La società ha quindi preso coscienza del fatto che di fronte a determinati mali bisogna intervenire legalmente per salvaguardare diritti umani elementari. Se questa via della giustizia è considerata un progresso nella vita dei popoli perché mira a proteggere esseri indifesi, perché nel caso dell'aborto si pretende che la legge abbandoni un ambito in cui tutto culmina con la morte di un innocente e una minore sensibilità di fronte al carattere unico della vita umana?

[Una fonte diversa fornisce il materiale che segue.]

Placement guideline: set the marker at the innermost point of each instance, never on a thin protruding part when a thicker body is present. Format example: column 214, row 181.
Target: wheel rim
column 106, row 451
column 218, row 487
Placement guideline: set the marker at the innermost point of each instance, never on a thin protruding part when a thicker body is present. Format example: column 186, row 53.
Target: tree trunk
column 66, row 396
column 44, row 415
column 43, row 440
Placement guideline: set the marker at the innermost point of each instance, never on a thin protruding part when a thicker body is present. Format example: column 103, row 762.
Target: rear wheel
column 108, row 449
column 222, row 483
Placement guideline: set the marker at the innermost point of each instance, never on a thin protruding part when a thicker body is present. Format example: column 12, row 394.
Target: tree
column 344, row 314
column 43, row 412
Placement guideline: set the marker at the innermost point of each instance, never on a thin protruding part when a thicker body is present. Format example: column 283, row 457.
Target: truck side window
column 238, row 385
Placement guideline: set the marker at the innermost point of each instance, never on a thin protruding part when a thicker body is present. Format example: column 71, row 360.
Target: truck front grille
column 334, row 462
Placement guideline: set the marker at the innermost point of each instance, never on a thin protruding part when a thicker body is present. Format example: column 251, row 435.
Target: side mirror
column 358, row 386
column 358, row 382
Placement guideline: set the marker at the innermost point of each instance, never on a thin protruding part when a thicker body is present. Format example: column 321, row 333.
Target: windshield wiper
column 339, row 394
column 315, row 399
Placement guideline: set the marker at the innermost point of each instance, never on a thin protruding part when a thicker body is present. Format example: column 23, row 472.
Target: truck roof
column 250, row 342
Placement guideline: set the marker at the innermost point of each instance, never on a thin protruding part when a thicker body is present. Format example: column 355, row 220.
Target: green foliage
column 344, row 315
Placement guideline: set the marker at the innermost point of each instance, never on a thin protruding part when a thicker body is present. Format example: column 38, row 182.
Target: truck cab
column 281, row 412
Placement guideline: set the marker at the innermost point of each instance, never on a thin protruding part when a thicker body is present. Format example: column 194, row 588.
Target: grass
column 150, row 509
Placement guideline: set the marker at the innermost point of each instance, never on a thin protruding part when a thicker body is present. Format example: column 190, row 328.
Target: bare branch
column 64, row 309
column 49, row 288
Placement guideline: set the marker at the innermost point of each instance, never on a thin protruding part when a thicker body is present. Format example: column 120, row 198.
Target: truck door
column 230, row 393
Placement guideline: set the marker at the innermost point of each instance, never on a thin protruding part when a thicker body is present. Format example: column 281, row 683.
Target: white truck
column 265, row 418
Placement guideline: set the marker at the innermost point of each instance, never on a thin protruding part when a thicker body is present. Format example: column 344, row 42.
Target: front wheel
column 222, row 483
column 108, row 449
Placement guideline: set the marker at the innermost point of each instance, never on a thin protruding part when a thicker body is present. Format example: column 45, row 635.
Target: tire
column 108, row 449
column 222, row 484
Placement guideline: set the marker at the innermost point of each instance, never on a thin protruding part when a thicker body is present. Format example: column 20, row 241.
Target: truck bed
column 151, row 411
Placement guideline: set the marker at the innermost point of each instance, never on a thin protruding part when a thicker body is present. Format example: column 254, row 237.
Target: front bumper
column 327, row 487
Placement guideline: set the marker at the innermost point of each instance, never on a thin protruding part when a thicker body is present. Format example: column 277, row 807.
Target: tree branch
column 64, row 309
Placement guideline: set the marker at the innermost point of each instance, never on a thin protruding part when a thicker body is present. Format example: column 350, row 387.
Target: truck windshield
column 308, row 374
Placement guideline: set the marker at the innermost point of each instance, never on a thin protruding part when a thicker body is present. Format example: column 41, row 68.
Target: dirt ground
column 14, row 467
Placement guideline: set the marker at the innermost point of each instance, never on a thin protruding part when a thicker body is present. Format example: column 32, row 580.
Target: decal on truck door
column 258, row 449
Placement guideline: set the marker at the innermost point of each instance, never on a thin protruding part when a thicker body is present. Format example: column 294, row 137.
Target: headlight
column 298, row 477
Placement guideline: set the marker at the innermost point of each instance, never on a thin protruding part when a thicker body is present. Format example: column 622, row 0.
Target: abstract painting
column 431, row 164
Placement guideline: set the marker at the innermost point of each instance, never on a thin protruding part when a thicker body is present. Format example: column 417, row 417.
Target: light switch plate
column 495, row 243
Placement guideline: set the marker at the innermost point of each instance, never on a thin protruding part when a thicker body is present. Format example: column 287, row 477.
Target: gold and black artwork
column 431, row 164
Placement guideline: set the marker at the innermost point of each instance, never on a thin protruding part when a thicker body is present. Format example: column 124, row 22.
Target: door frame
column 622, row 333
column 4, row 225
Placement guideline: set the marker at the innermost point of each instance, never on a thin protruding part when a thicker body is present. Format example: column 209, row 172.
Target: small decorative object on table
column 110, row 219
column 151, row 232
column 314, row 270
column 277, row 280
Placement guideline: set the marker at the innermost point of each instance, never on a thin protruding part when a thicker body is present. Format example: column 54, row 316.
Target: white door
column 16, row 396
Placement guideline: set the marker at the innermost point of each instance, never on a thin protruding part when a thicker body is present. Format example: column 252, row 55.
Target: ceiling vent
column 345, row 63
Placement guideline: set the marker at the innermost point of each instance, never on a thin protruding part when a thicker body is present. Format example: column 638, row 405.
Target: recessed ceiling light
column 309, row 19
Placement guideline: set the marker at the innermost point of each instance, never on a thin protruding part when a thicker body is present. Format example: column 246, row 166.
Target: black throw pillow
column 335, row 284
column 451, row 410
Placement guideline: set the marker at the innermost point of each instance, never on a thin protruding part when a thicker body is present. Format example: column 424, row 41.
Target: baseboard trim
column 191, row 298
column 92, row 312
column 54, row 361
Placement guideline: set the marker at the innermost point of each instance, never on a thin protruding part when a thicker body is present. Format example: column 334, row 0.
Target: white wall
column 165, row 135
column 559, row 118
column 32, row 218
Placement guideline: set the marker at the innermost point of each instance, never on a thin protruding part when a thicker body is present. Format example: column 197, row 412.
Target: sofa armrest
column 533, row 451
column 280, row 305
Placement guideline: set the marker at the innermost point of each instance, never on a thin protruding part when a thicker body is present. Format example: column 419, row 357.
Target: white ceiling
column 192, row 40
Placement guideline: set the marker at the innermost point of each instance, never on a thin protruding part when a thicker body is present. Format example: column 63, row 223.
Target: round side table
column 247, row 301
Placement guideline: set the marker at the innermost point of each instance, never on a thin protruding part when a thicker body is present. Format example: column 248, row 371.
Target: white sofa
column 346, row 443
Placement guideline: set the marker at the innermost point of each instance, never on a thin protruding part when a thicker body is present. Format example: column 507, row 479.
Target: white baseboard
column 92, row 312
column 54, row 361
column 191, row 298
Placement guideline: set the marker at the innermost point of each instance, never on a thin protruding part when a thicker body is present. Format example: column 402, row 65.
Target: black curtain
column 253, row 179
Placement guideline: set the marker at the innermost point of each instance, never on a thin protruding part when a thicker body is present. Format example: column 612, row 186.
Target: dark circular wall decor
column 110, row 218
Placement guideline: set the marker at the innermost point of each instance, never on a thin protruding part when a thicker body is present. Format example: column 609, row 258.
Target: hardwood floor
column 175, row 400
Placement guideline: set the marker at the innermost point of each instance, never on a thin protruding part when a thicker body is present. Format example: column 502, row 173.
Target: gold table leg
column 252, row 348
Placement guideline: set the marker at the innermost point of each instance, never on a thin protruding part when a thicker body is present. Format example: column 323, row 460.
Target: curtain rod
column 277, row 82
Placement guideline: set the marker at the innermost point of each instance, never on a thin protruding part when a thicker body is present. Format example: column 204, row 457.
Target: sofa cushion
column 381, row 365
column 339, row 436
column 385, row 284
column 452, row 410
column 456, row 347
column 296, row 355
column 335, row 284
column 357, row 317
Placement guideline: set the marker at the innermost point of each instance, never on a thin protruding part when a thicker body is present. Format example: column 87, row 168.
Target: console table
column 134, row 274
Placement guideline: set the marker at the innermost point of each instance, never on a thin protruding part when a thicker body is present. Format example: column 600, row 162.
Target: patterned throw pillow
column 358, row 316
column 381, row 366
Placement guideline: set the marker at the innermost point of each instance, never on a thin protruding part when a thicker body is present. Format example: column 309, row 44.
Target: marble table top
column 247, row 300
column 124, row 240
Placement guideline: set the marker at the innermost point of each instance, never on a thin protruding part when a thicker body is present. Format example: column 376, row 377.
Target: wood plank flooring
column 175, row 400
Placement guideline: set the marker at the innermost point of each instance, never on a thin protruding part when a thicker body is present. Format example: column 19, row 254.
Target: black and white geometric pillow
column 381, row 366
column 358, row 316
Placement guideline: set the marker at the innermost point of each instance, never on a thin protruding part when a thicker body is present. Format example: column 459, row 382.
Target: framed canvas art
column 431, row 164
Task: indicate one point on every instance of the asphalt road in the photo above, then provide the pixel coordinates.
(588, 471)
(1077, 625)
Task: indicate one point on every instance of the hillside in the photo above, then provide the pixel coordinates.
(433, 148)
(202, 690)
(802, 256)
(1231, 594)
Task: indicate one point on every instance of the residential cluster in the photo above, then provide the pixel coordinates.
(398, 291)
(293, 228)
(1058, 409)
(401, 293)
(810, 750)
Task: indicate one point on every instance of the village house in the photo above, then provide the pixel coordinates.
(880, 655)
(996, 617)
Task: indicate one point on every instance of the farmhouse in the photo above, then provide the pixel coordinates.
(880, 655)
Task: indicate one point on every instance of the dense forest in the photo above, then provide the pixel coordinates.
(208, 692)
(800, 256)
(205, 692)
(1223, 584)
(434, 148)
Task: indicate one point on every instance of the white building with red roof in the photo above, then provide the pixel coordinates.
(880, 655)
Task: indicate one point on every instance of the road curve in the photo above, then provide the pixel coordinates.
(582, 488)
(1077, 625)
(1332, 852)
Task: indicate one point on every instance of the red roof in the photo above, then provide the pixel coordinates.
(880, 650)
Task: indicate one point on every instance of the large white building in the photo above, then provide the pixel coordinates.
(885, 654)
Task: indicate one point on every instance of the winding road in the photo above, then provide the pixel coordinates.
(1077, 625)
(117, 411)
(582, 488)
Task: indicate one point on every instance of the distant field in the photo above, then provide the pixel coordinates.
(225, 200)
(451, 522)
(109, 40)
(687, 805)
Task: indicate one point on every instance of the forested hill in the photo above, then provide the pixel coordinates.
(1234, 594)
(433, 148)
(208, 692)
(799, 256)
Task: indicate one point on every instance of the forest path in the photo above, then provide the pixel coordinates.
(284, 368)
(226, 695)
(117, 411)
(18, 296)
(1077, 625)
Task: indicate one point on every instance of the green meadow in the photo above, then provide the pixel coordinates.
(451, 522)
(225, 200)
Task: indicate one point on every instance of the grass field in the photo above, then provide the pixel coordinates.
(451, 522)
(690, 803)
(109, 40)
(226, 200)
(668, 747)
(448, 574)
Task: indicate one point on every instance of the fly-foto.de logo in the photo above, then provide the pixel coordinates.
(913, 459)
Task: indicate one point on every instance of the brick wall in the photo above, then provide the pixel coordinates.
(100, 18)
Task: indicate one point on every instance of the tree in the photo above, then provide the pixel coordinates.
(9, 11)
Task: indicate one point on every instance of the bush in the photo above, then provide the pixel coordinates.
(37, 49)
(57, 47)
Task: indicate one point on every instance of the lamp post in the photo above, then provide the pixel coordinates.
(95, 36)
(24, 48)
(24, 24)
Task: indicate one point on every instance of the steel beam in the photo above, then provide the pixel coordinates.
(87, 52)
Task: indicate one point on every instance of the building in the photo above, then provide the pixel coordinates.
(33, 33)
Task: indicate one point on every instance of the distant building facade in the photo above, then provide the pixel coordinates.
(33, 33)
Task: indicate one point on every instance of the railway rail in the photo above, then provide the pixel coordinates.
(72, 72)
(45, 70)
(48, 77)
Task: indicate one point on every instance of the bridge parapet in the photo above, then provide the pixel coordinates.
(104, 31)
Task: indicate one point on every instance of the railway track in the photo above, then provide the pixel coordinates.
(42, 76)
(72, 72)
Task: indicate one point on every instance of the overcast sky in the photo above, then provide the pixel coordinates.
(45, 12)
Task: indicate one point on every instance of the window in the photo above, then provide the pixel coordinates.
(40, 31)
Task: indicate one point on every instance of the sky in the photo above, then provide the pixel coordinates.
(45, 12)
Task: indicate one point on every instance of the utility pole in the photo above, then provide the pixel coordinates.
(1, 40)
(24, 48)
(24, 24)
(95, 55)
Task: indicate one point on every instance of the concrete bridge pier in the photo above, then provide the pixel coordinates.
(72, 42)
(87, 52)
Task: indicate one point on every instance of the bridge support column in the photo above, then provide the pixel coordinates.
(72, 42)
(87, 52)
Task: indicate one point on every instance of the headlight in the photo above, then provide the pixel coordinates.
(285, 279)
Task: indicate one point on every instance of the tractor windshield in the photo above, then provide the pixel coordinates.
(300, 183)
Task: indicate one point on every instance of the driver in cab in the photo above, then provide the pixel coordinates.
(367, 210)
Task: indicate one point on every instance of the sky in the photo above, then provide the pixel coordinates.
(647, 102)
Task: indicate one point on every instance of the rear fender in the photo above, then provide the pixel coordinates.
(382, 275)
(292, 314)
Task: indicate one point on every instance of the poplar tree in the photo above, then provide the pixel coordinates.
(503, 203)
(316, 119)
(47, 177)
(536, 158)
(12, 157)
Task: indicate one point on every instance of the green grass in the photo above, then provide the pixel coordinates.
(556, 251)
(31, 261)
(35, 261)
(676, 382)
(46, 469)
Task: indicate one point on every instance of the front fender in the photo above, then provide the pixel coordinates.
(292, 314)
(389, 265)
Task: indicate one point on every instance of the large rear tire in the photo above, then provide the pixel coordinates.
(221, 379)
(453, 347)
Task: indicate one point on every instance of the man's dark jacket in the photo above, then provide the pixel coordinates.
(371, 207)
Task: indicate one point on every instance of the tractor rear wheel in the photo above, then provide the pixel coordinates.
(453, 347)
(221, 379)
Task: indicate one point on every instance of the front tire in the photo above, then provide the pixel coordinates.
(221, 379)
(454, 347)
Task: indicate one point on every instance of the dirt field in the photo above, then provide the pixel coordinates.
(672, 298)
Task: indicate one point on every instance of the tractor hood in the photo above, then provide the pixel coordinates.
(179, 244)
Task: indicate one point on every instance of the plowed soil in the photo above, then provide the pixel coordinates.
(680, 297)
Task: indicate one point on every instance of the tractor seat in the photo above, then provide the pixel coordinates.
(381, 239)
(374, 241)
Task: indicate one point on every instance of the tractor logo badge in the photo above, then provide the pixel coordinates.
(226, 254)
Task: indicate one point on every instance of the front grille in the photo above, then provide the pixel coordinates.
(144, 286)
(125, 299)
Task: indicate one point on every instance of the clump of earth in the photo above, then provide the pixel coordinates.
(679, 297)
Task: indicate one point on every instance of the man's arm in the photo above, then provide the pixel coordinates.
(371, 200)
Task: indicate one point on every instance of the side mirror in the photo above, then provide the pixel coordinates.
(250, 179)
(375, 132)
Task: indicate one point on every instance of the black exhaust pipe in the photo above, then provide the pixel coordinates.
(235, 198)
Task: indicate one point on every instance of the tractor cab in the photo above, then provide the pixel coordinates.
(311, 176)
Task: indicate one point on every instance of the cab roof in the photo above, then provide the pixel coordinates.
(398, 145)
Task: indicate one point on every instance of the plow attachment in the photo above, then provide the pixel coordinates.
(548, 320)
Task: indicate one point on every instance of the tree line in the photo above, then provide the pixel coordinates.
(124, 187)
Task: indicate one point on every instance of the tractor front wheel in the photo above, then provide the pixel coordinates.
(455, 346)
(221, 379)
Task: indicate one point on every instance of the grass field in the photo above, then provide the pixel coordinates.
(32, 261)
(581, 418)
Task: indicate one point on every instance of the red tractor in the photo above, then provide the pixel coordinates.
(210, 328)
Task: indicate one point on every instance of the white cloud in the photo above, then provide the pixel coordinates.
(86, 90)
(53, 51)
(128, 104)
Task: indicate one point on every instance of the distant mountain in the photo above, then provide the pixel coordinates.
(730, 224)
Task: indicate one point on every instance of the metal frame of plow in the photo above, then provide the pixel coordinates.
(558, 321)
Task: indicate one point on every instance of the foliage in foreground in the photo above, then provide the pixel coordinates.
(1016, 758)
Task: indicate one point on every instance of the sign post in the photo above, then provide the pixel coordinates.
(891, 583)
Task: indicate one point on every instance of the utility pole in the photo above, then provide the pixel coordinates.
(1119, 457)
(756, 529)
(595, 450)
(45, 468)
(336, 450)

Non sarebbe il momento di pensare seriamente allo statuto giuridico dell'embrione?

Una “curiosità”: nell'enciclica sul Vangelo della vita, Giovanni Paolo II richiamava l'attenzione sul fatto che con questa argomentazione si pretende un'autonomia totale della coscienza per abortire esigendo allo stesso tempo dai legislatori e dai politici l'abdicazione dalla loro coscienza, che deve sottomettersi senza riserve a ciò che approva la maggioranza. Contraddizioni sulla coscienza…

Riassumendo, pretendere che l'aborto debba essere ridotto a una questione di morale privata non corrisponde al modo in cui ci si rapporta a questioni anche di minore rilevanza sociale. L'espressione suona bene, perché fa senza dubbio appello alla responsabilità, ma è incompleta: l'aborto è una questione di coscienza personale, ma ha un'enorme dimensione sociale. C'è molta gente che preferisce in una società in cui si proteggono i più deboli.